The bill strengthens legislative oversight of duplication and potential fiscal waste by giving GAO findings a formal role in drafting and scoring, but it may slow lawmaking and spark disputes over intentionally overlapping programs.
Congressional committees, lawmakers, and taxpayers will receive GAO-identified duplication risks (and can have those findings reflected in CBO cost estimates), improving lawmakers' ability to spot redundant programs and potential fiscal waste before enactment.
Federal staff, CBO, and congressional committees may face slower committee reporting and CBO estimate timelines because coordination with GAO adds steps and waiting for GAO input.
State and local governments and programs could see political disputes or delayed enactment when public GAO duplication findings flag overlaps that are intentionally duplicative for policy reasons.
Based on analysis of 3 sections of legislative text.
Requires GAO to flag and publish when committee-reported bills create new federal programs/offices that duplicate items GAO previously identified, and to share findings with CBO and the reporting committee.
Introduced March 26, 2026 by Timothy Burchett · Last progress March 26, 2026
Requires the Government Accountability Office (GAO) to check, when practicable, whether bills or joint resolutions reported by congressional committees would create new federal programs, offices, or initiatives that duplicate or overlap with items identified in GAO’s prior duplication-and-overlap reports.
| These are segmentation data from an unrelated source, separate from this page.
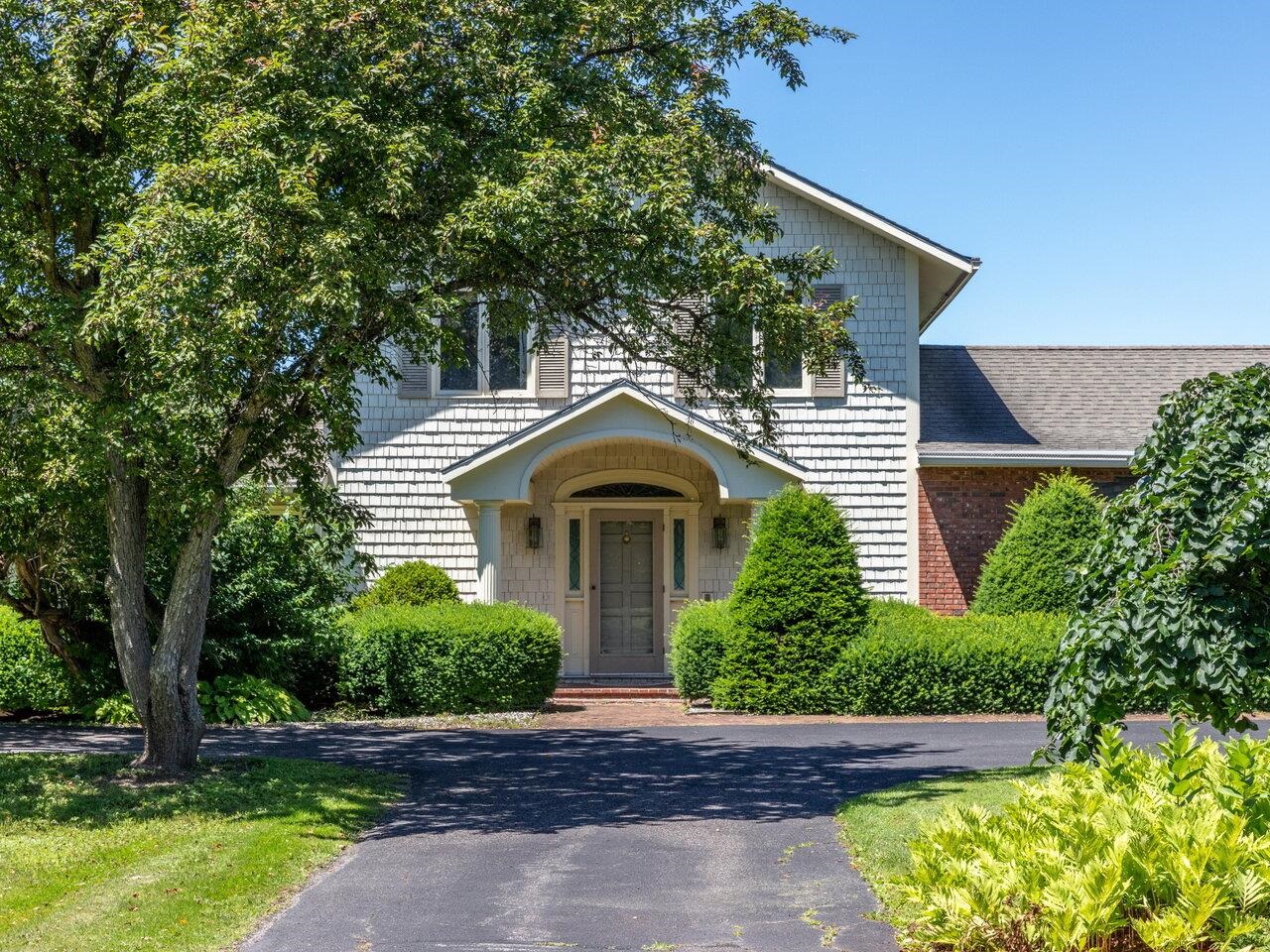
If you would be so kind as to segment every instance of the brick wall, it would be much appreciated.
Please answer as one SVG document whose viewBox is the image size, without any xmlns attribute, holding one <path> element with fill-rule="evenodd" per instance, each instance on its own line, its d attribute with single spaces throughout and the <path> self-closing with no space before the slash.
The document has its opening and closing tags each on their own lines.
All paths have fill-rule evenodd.
<svg viewBox="0 0 1270 952">
<path fill-rule="evenodd" d="M 1036 480 L 1052 470 L 1024 467 L 923 467 L 917 473 L 921 602 L 961 614 L 974 599 L 983 560 Z M 1106 495 L 1129 485 L 1126 470 L 1081 470 Z"/>
</svg>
GAO must identify the potential duplicate, cite the bill language and the earlier GAO report, send the information to the Congressional Budget Office (CBO) and the reporting committee, and publish it online. Permits the CBO Director to attach GAO’s findings as a supplement to CBO cost estimates (subject to timing rules). The measure takes effect on the earlier of 60 days after the Office of Management and Budget next updates certain website information or the first day of the Congress that begins after one year from enactment.